Taxing Offshore Profits
The HR Implications of Taxing Foreign Profits | Human Resource Executive Online
President Obama is proposing to outlaw or restrict about $210 billion in tax breaks for offshore companies over the next decade in an effort to rewrite the U.S. tax code. Instead of fulfilling his aim of protecting American workers, some say the result will be the direct opposite. What, if anything, should HR be doing?
By Michael O'Brien
When President Barack Obama announced he would move to restrict tax breaks for companies with overseas holdings on May 4, he said the proposal was "a down payment on the larger tax reform we need to make our tax system simpler and fairer."
"I want to see our companies remain the most competitive in the world," Obama said. "But the way to make sure that happens is not to reward our companies for moving jobs off our shores or transferring profits to overseas tax havens."
He also said the current tax code, as written, is "a tax code that says you should pay lower taxes if you create a job in Bangalore, India, than if you create one in Buffalo, New York."
The United States, unlike the rest of the world's economic powers, taxes the profits of American-headquartered companies if that income is earned outside the country.

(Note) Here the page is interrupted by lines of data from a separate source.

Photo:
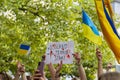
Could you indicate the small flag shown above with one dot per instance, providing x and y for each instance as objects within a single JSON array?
[
  {"x": 108, "y": 28},
  {"x": 89, "y": 29},
  {"x": 24, "y": 49}
]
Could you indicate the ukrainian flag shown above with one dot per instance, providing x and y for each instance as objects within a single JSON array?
[
  {"x": 24, "y": 49},
  {"x": 89, "y": 29},
  {"x": 108, "y": 28}
]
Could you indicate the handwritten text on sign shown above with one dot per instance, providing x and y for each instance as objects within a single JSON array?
[{"x": 60, "y": 51}]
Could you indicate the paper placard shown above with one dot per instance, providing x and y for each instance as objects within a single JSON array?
[{"x": 60, "y": 51}]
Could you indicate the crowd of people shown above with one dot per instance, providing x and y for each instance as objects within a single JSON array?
[{"x": 55, "y": 71}]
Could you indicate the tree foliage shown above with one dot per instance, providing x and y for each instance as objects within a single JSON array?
[{"x": 38, "y": 22}]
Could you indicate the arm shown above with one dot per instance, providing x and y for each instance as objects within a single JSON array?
[
  {"x": 80, "y": 67},
  {"x": 38, "y": 76},
  {"x": 99, "y": 57},
  {"x": 52, "y": 71},
  {"x": 57, "y": 75}
]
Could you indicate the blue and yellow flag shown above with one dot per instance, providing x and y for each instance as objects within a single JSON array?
[
  {"x": 89, "y": 29},
  {"x": 108, "y": 28},
  {"x": 24, "y": 49}
]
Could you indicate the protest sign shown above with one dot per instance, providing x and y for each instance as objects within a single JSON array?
[
  {"x": 60, "y": 51},
  {"x": 24, "y": 49}
]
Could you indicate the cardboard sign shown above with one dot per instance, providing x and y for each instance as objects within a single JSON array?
[{"x": 60, "y": 51}]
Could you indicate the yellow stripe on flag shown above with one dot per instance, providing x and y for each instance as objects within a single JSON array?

Other nations, such as Japan and Britain, are said to be moving towards a territorial system in which only profits earned within a country's border can be taxed.
But the administration argues that the current tax code provides economic breaks for U.S.-based multinationals at the expense of companies that solely operate within America. The administration said that in 2004, U.S. multinationals paid an overall tax rate of only 2.3 percent on $700 billion in foreign profits.
Steve Ballmer, Microsoft CEO, thinks Obama's proposal will ultimately work against U.S. businesses.
"It makes U.S. jobs more expensive," Ballmer said of the proposal last week. "We're better off taking lots of people and moving them out of the U.S. as opposed to keeping them inside the U.S."
Business Roundtable President John J. Castellani also came out against the proposal, telling the U.S. House Committee on Ways and Means Subcommittee on Select Revenue that the U.S. corporate income tax rate is tied for the highest rate among all developed countries of the Organization for Economic Cooperation and Development -- and that weakens the competitiveness of U.S. companies and impacts their ability to grow and create jobs.
"If U.S. corporations are to remain competitive with foreign-headquartered firms, they cannot be subject to corporate tax rates that are 10 percentage points or more higher than those of their competitors.
"Current U.S. tax policy is handicapping our economic prowess at a time when it needs to be unleashed," he said. "For U.S. companies to compete successfully and bolster U.S. growth, we need a tax system that doesn't handicap us from the starting line."
Lowell Williams, executive director for global HR services at Houston-based consultancy EquaTerra, says Obama's proposal, if passed, will lead to "an overall net effect of reducing direct investment abroad," especially in the manufacturing sector.
He says that, as a result of corporate treasurers not being able to move money to offshore companies the way they want to, it will mean that it will be more effective for a company to sell its foreign manufacturing plants off and then contract the work out.
"What that means, practically, is that there will be less U.S. people managing people overseas, and there will be less direct oversight of manufacturing overseas," he says.
For HR, the effect will be most clearly shown in the reduced number of expats and contract managers who are used to manage offshore operations, he says. That number is being reduced over time anyway as markets become more global, "so it's just more of the same."
Larry Harding, president and founder of Boston-based international advisory firm High Street Partners, says that, despite the administration's best intentions -- to protect American workers -- the proposed changes will have "exactly the opposite effect."
"The administration should instead focus its international tax energies on lowering the overall corporate income tax rate, and simplifying the code so that existing loopholes and incentives are eliminated. This strategy would make American companies more competitive in the global marketplace," he says.
"And as companies succeed, they are more likely to increase hiring and generate more revenue, leading to higher tax receipts -- objectives that the new administration seems to be interested in achieving."
As far as proactively preparing employees for the impact of other potential tax-law ramifications, Williams says, HR executives need to "get plugged into what's going on in Washington. Don't make contingency plans until something gets to the Senate. This is all going to change and every lobbyist in America is working on it.
"Be prepared," Williams concludes, "but don't fire the bullet yet."